The number of prisoners in custody in Victoria has flatlined, raising questions about the state government’s $1.8 billion jail building and refurbishment program.
In December 2020 there were 7082 prisoners in Victorian jails, the lowest number since April 2017 when the prison population dropped to 7042. Prison numbers peaked in January 2019 with 8216 in custody.
The Olearia Unit at Barwon Prison is the highest-security unit in Victoria.Credit:Jason South
The government’s pre-COVID projections envisaged prisoner numbers reaching 11,000 by 2023, and it has committed to building the Chisholm Road maximum security prison near Barwon Prison, which has capacity for more than 1200 inmates. The state is also expanding five jails, including a $134 million upgrade at Barwon.
Victorian Sentencing Advisory Council chair Arie Freiberg questioned the need for the Chisholm Road jail, asking “do we need this facility in the long term?”
“There are lots of other options than to build large, expensive prisons where the recidivism rate is 48 per cent,” said Professor Freiberg
“I am not in favour of endlessly building prisons.”
Professor Freiberg said a combination of jail sentences and community corrections orders can prove to be more effective.
Corrections Minister Natalie Hutchins said the decrease was due to a variety of factors including coronavirus restrictions.
“It is not possible to determine this is a long-term trend,” Ms Hutchins said.
“We’ll continue to invest in the infrastructure our corrections system needs to keep the community safe.”
The total number of offenders jailed or serving non-custody sentences (parole and community corrections orders) under Corrections Victoria has dropped 25 per cent in 2020, from about 20,400 in January to 15,500 in December.
Professor Don Weatherburn, the former director of the NSW Bureau of Crime Statistics, and co-author of the book The Vanishing Criminal, said the nationwide trend to build new prisons has come after most crime categories peaked and that governments are building more jails for fewer offenders.
“It is a cheap political response to a serious problem,” Professor Weatherburn said.
The Australian Bureau of Statistics on Thursday released figures for 2019-20 that show the national number of recorded offenders was the lowest since the data first began being gathered in 2008–09.
Professor Don Weatherburn.Credit:Quentin Jones
The number of offenders dropped 5 per cent on the previous year, but the number of Aboriginal and Torres Strait Islander offenders increased five per cent, according to the ABS.
“Tougher penalties don’t work because most people don’t commit crime and those who do think they won’t be caught,” Professor Weatherburn said.
He said national homicide, burglary, assault and car theft numbers dropped well before governments embraced “get tough” imprisonment policies.
Victoria has embarked on a massive prison expansion just as many other countries are moving to non-custodial options for offenders.
In New Zealand prison numbers have dropped from 10,394 in December 2017 to 9078 in September last year, the UK from 84,399 in December 2015 to 78,618 in December last year and the US prison population has been falling since 2009.
Last year in Victoria there were 551,710 offences recorded, a jump of more than 20,000 on the previous year.
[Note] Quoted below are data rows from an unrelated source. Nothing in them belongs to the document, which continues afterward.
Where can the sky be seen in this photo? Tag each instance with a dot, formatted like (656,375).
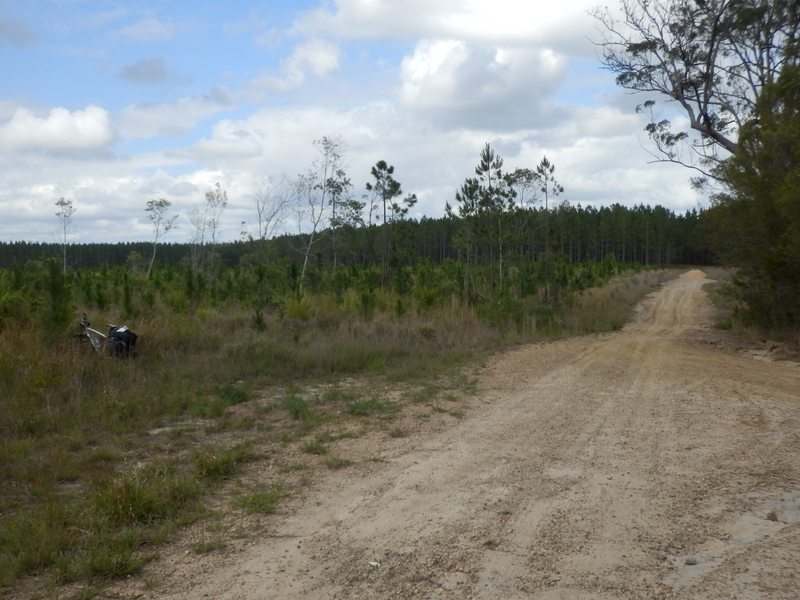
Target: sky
(110,104)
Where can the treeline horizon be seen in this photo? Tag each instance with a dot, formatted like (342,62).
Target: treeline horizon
(650,236)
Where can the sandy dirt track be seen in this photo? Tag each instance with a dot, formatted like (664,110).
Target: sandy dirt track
(647,463)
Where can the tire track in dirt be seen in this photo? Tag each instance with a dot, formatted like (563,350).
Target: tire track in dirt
(639,464)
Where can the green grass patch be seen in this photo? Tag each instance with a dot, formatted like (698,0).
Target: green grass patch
(336,462)
(315,447)
(365,407)
(264,502)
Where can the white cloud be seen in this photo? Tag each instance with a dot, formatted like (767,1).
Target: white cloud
(501,21)
(145,120)
(478,86)
(80,132)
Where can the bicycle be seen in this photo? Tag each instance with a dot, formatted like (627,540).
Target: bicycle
(119,341)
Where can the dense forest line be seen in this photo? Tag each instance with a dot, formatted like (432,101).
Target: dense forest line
(651,236)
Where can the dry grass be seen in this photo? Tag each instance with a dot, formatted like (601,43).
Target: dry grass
(100,459)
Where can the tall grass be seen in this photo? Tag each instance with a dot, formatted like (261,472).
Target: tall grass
(84,492)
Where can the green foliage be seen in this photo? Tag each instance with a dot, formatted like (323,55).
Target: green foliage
(756,225)
(265,502)
(365,407)
(55,313)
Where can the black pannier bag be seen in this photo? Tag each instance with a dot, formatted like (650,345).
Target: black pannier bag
(122,340)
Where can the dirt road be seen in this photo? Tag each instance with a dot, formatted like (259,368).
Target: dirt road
(647,463)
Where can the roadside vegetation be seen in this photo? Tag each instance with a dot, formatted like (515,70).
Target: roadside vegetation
(104,460)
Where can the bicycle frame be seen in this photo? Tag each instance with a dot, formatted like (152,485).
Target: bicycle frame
(98,339)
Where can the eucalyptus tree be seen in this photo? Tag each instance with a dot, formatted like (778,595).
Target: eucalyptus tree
(273,198)
(710,57)
(206,224)
(384,193)
(482,201)
(549,188)
(66,229)
(162,224)
(319,193)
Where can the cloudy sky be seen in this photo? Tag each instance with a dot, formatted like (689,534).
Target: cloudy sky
(111,104)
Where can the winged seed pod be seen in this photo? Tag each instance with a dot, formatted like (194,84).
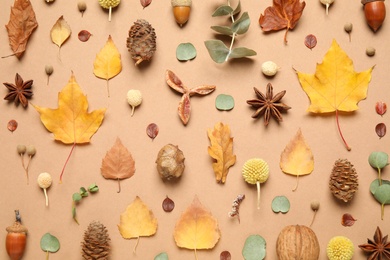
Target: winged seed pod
(343,181)
(141,42)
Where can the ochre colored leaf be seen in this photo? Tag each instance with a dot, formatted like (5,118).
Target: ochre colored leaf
(60,32)
(137,221)
(221,150)
(283,14)
(22,23)
(118,163)
(71,122)
(108,61)
(196,228)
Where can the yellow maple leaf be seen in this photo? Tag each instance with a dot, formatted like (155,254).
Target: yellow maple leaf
(137,221)
(70,122)
(108,62)
(297,158)
(221,150)
(196,228)
(335,86)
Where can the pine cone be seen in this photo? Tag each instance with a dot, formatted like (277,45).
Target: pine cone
(343,181)
(96,242)
(141,41)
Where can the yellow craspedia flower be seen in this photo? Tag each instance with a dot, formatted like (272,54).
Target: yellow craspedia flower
(340,248)
(255,170)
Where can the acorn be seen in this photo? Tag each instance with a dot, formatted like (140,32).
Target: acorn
(375,13)
(181,10)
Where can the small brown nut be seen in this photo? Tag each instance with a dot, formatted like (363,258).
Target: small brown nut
(170,162)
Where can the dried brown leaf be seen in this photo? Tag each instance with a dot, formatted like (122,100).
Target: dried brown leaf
(22,23)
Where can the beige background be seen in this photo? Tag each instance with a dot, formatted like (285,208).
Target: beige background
(251,138)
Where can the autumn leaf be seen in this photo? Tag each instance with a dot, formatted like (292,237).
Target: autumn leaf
(108,62)
(335,86)
(137,221)
(70,122)
(21,25)
(284,14)
(297,158)
(196,228)
(221,150)
(118,163)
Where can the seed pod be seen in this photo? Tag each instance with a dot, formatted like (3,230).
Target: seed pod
(375,13)
(181,10)
(15,242)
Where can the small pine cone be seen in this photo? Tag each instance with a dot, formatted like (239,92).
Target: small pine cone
(141,41)
(96,242)
(343,181)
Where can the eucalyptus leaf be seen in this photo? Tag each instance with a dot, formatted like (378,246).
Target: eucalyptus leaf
(378,160)
(225,30)
(161,256)
(241,25)
(185,51)
(217,50)
(241,52)
(50,243)
(254,248)
(280,204)
(222,11)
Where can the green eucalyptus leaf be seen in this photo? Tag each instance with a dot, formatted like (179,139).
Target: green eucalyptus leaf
(254,248)
(50,243)
(280,204)
(241,25)
(217,50)
(378,160)
(161,256)
(241,52)
(225,30)
(185,51)
(222,11)
(224,102)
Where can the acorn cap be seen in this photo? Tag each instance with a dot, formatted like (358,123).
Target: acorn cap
(181,2)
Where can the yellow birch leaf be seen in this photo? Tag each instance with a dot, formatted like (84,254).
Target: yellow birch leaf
(335,86)
(297,158)
(108,62)
(196,228)
(137,221)
(221,150)
(60,32)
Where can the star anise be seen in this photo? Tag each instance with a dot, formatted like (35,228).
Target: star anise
(379,249)
(20,91)
(268,104)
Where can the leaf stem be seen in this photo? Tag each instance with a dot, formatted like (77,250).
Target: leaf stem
(341,134)
(66,162)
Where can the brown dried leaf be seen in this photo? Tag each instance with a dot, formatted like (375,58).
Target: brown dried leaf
(118,163)
(22,23)
(152,130)
(283,14)
(347,220)
(310,41)
(380,130)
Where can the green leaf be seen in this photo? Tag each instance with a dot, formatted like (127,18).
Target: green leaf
(254,248)
(161,256)
(222,11)
(280,204)
(50,243)
(224,102)
(217,50)
(241,52)
(378,160)
(225,30)
(185,51)
(241,25)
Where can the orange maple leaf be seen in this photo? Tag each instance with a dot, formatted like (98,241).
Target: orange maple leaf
(70,122)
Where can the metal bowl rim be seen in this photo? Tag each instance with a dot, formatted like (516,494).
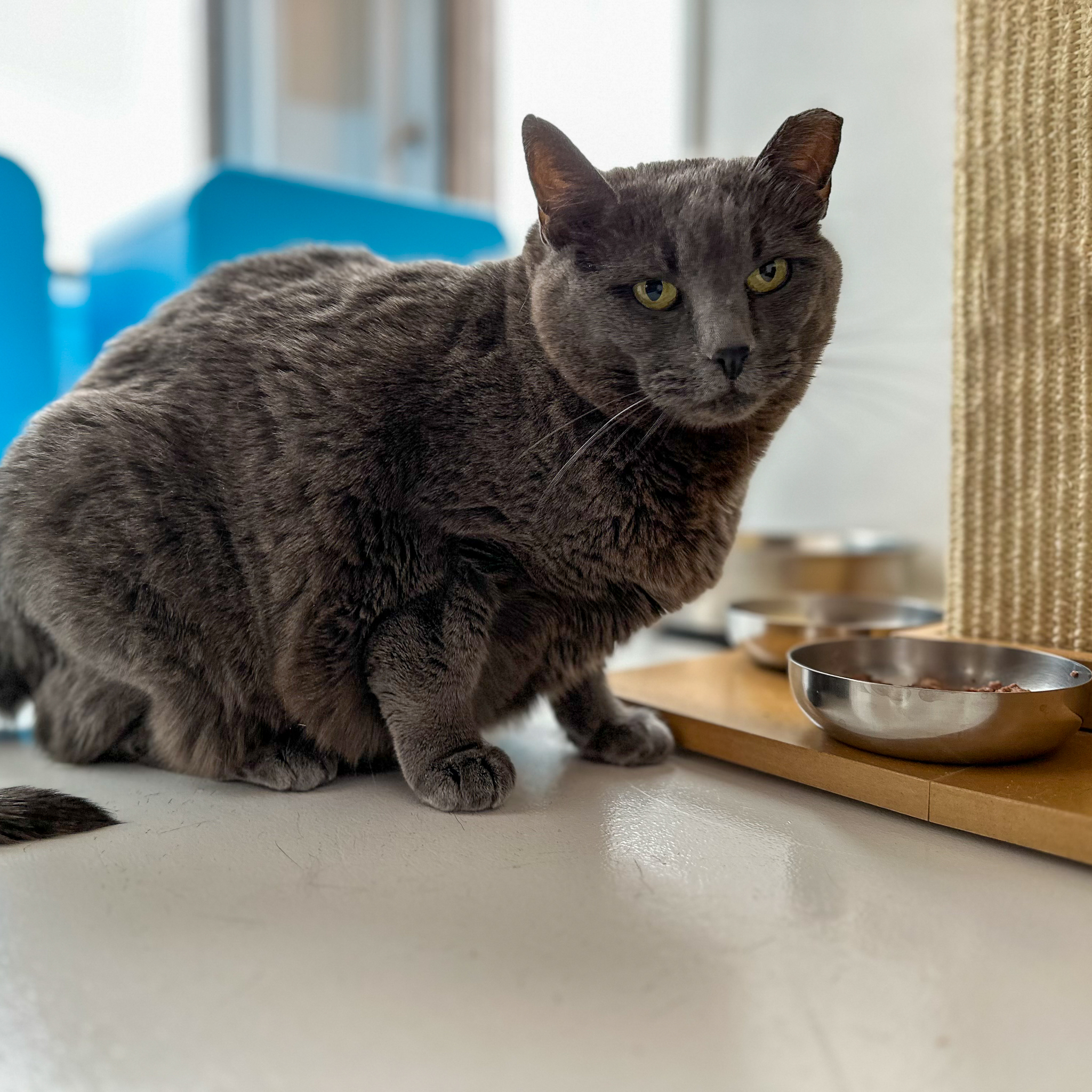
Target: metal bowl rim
(793,662)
But that included more than 32,000 COVID-19-related charges such as refusing to wear a mask.
However, excluding those 32,713 offences, the crime rate for 2020 was the lowest in three years.
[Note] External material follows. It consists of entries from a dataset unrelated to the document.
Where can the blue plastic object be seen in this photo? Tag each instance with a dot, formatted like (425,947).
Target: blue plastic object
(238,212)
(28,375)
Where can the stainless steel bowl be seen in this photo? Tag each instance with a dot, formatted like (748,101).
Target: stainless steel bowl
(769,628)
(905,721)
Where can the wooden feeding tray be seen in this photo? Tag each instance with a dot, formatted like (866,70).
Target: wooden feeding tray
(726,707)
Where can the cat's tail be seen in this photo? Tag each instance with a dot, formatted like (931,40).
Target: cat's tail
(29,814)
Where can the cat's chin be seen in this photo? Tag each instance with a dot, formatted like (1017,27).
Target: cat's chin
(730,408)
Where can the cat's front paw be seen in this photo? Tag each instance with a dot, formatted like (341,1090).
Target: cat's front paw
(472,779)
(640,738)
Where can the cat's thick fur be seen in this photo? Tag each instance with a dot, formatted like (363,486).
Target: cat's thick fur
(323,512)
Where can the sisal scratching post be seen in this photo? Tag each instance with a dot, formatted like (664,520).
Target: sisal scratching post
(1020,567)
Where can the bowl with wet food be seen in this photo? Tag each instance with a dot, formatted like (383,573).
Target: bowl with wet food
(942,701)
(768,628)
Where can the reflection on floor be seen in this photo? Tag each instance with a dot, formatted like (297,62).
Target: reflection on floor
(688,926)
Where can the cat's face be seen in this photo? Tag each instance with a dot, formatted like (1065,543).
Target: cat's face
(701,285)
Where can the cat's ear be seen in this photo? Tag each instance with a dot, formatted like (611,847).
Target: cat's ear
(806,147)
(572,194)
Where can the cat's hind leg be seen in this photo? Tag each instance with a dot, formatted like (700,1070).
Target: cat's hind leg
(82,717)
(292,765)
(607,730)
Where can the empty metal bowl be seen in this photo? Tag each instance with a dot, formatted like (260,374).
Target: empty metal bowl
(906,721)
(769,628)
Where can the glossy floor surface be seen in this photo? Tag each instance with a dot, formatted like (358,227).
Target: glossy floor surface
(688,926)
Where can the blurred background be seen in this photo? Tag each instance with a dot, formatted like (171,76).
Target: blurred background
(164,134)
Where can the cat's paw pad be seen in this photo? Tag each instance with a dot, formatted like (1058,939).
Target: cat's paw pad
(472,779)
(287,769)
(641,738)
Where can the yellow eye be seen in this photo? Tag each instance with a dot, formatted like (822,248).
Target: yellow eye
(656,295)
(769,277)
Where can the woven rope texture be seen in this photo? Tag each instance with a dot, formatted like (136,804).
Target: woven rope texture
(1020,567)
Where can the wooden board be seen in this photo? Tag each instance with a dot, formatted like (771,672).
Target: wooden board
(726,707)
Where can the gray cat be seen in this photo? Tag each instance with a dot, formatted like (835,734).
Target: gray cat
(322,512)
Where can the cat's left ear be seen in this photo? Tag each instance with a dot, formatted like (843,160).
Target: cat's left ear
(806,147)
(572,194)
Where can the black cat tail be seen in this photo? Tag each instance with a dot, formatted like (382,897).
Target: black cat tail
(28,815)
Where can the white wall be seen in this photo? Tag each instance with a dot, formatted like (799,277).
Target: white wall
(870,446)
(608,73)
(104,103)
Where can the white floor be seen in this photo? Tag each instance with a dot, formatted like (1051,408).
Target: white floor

The state government-ordered COVID-19 lockdown led to a drop in public order offences (about 30,000 crimes detected), the lowest in more than 10 years.
Last year’s lockdown and work-from-home rules also led to a 33 per cent drop in burglary-related offences from 54,000 in 2016 to 36,000 last year.
Drug use and possession offences have nearly tripled over the past 10 years (from 11,000 to 32,000) and breaches of court orders have quadrupled. Professor Weatherburn said that if police concentrate on certain types of crime, it could create a spike in reported offences.
“When police go looking for it, the crime rate goes up. It doesn’t mean more crimes are being committed.”
The number of recorded violent crimes, such as assault and sex offences, also continued to rise in Victoria.
Professor Weatherburn said assaults in Victoria had traditionally been under-reported because police had only recorded an incident if the victim was prepared to assist a prosecution. Now each known case is included.
“Victoria is just catching up to the rest of the country.”
A 2009 Ombudsman investigation found the then method of police recording crime had led to under-reporting of offences such as assault. Crime figures are now collated by the independent Crime Statistics Agency.
One in five offences in Victoria are flagged as family incidents and more than half the assaults are family-related.